Conquer Your Debt with the Snowball Strategy

by May 21, 2020Debt

Surely you’ve heard the classic joke that nothing in life is certain except for death and taxes. Well, so is the never-ending flow of loan statements, month after month. Whether you’re a student, a new grad or a practice owner, it can be utterly overwhelming.

Virtually all veterinary professionals have some form of debt, including student loans, practice loans, equipment loans, and maybe a line of credit.

In addition, they may have personal debt such as a mortgage, car loan(s) and credit card balances. 

Granted, there is “good debt” and “bad debt,” but how do you get it all paid off?

Over the next 5 weeks, we will discuss different strategies to eradicate debt. Even if you’re using income-driven repayment for your student loans, these strategies may be helpful for paying off consumer debt. Today, let’s tackle the debt snowball.

What is the debt snowball?

The snowball technique focuses on methodically paying off smaller debts first.

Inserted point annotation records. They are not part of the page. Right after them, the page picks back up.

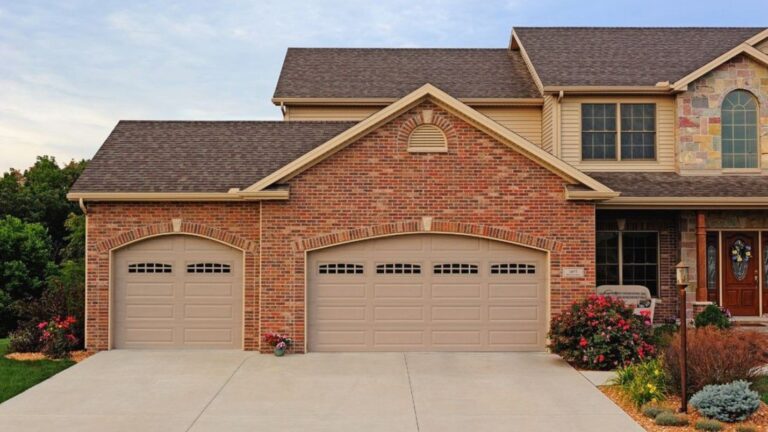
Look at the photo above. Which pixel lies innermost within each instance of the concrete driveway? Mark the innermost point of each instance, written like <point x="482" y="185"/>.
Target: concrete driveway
<point x="171" y="391"/>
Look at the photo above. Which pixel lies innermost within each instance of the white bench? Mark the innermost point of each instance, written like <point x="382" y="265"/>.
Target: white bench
<point x="633" y="295"/>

It could be credit cards, loans from family, or veterinary bills.

With the debt snowball, you pay the smallest balance first, then the next largest, and so on and so forth, regardless of the interest rate. From small to medium to large. Like a snowball rolling down a hill, you build momentum with every debt you pay off.



It’s liberating to see the number of statements shrink over time. Slowly but surely, you can tackle larger debts with more confidence… and financial ammunition. 

Why more financial ammunition? Because the money you don’t have to use to repay the smallest loans, can now be redirected toward paying the larger debts.

How to get organized

  • To begin the debt-eradication process, place all of your statements on a table.
  • Let’s say you only have 3 debts (lucky you!).
  • Prioritize them from lowest amount to highest amount: debt A is the smallest balance, debt B is the middle balance, and debt C is the largest balance.
  • Do not worry about the interest rate.
  • Calculate how much you can allocate (total) each month to repay the three debts.
  • Plan on making the minimum payment for debts B and C.
  • Whatever money you have left after your minimum payments are paid, you allocate to pay debt A.

Once debt A is paid off, debt B becomes your next victim. Like a snowball getting larger as it rolls downhill, you now apply the payment from debt A (which has been paid off) toward debt B, in addition to its minimum payment. And the process continues.

How about an example?

Let’s assume you have 3 debts:

  • Debt A: $500 veterinary bill – minimum payment is $50
  • Debt B: $2,500 credit card debt – minimum payment is $63
  • Debt C: $7,000 car loan – minimum payment is $135 

Assume you can allocate a total of $700 to debt repayment each month.

In our example, in month 1, you would pay:

  • $63 toward the credit card debt.
  • $135 toward the car loan.
  • $500 toward the vet bill ($700 – $63 – $135 = $502).

So in one month, you’ve eliminated your smallest debt, debt A.


Now go crazy, celebrate and buy yourself a large coffee with the extra $2!

This means that you can reallocate your funds to tackle debt B.

In month 2, you still have $700 to repay debts, but you don’t need the $50 minimum payment for the vet bill.

So in our example, in month 2, you would pay:

  • $135 toward the car loan (still pay the minimum amount required).
  • $565 toward the credit card debt ($700 – $135 = $565) instead of the $63 minimum payment.

Once debt B is paid off, then all $700 can go toward repaying the car loan (debt C).

To make it easier on you, there are many online calculators, such as this one:

The snowball method can be very encouraging if you consider debt as undefeatable. By systematically paying off small debts first, and rolling those payments over into the larger ones, you progressively increase the amount you can pay with each eliminated debt.

This technique helps build confidence. Slowly, over time, your debt seems more and more manageable, until you are debt free.